Собственно, два массивных шарика на концах раздвоенного иберийского набалдашника — ничуть не худший балансир-противовес, чем одиночный кругляш известного всем по историческим фильмам классического имперского гладиуса. Будущая римская классика технологичнее, но сейчас легионеры с удовольствием пользуются традиционной испанской, да и «классическим» римский набалдашник станет ещё нескоро — вплоть до эпохи Гражданских войн он будет на самом деле всё ещё иметь форму «сердечка», то есть сохранять рудимент традиционного «испанского» раздвоения. Раз нравятся иберам именно такие, и они ничем не хуже «правильных римских» — отчего ж не сделать эту маленькую уступку местной традиции? Вон как глаза у Нирула засияли, урря-патриота местечкового, гы-гы! Теперь, страшно довольный, всё остальное он сделает так, как надо мне. А сколько ещё дней я потратил бы на разжёвывание и уламывание, если бы захотел иметь всенепременно классический «кошкодёр» немецких ландскнехтов?

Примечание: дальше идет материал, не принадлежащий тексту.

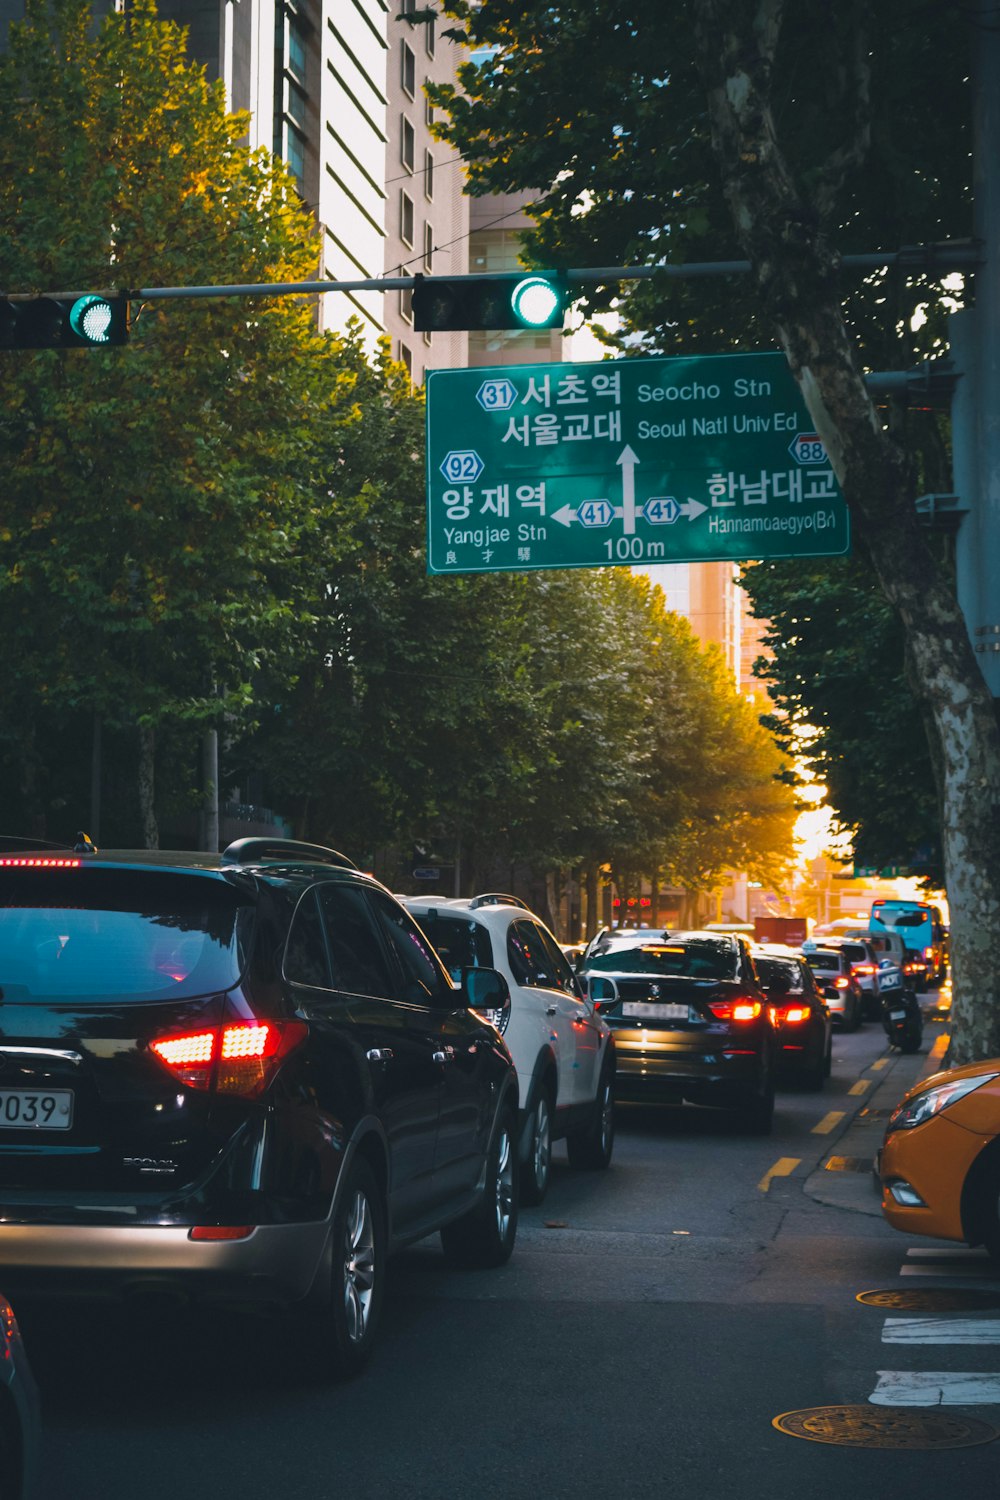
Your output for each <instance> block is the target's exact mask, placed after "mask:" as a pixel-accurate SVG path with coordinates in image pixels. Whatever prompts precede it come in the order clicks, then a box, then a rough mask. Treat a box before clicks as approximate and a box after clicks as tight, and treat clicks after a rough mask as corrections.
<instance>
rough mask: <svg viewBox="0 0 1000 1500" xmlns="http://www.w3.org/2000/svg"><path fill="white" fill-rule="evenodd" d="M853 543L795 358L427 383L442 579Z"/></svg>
mask: <svg viewBox="0 0 1000 1500" xmlns="http://www.w3.org/2000/svg"><path fill="white" fill-rule="evenodd" d="M849 547H850V525H849V516H847V505H846V504H844V498H843V495H841V492H840V487H838V484H837V481H835V478H834V472H832V469H831V465H829V459H828V456H826V450H825V447H823V444H822V443H820V440H819V437H817V435H816V434H814V432H813V431H811V422H810V417H808V413H807V410H805V404H804V401H802V398H801V395H799V389H798V386H796V383H795V380H793V378H792V374H790V372H789V366H787V363H786V359H784V356H783V354H712V356H706V357H697V359H634V360H630V359H625V360H613V362H609V360H606V362H603V363H594V365H517V366H513V368H510V369H460V371H432V372H430V374H429V375H427V571H429V573H493V571H501V570H516V571H525V570H531V568H547V567H607V565H609V564H615V565H621V564H649V562H706V561H718V559H724V558H732V559H750V558H784V556H831V555H838V553H843V552H847V550H849Z"/></svg>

Самое приятное в работе — это делить с начальником рудника сэкономленные аквамарины. Самому Ремду выбирать и приобретать их недосуг — не царское это дело. У него и помимо нашего рудника немало других забот — два других медных рудника — чёрной бронзой там не занимаются, но они поболе нашего, три железных, один свинцовый, но там ещё и серебро в той свинцовой руде имеется, и основной доход — от него, а не от свинца. Соответственно, и глаз за тем рудником нужен особо бдительный. Поэтому с нами он действует проще, выдавая нашему «царю и богу» деньги, а тот уж сам закупает самоцветы для работы. Уложился в выданную сумму давно установленного размера, продукцией отчитался — значит, всё нормально. А цена на мелкие третьесортные аквамаринчики за тот же вес — дешевле в разы. Можно было бы в принципе вообще экономить прямо сразу звонкой монетой, но ценные камешки легче и компактнее, и их хранить удобнее. Да и не так заметна в этом случае наша «химия», надёжно укрытая от посторонних глаз. В дело у нас теперь идёт исключительно непрозрачный третий сорт, второсортные стараемся менять на него же для дела и на первосортные для себя. Нирул, уже выплавивший последние пять слитков с чисто третьесортным порошком, больше этого не боится и сетует лишь на то, что уж больно трудно запомнить мои «заклинания». Я обнадёживаю парня тем, что постараюсь подобрать специально для него попроще, гы-гы!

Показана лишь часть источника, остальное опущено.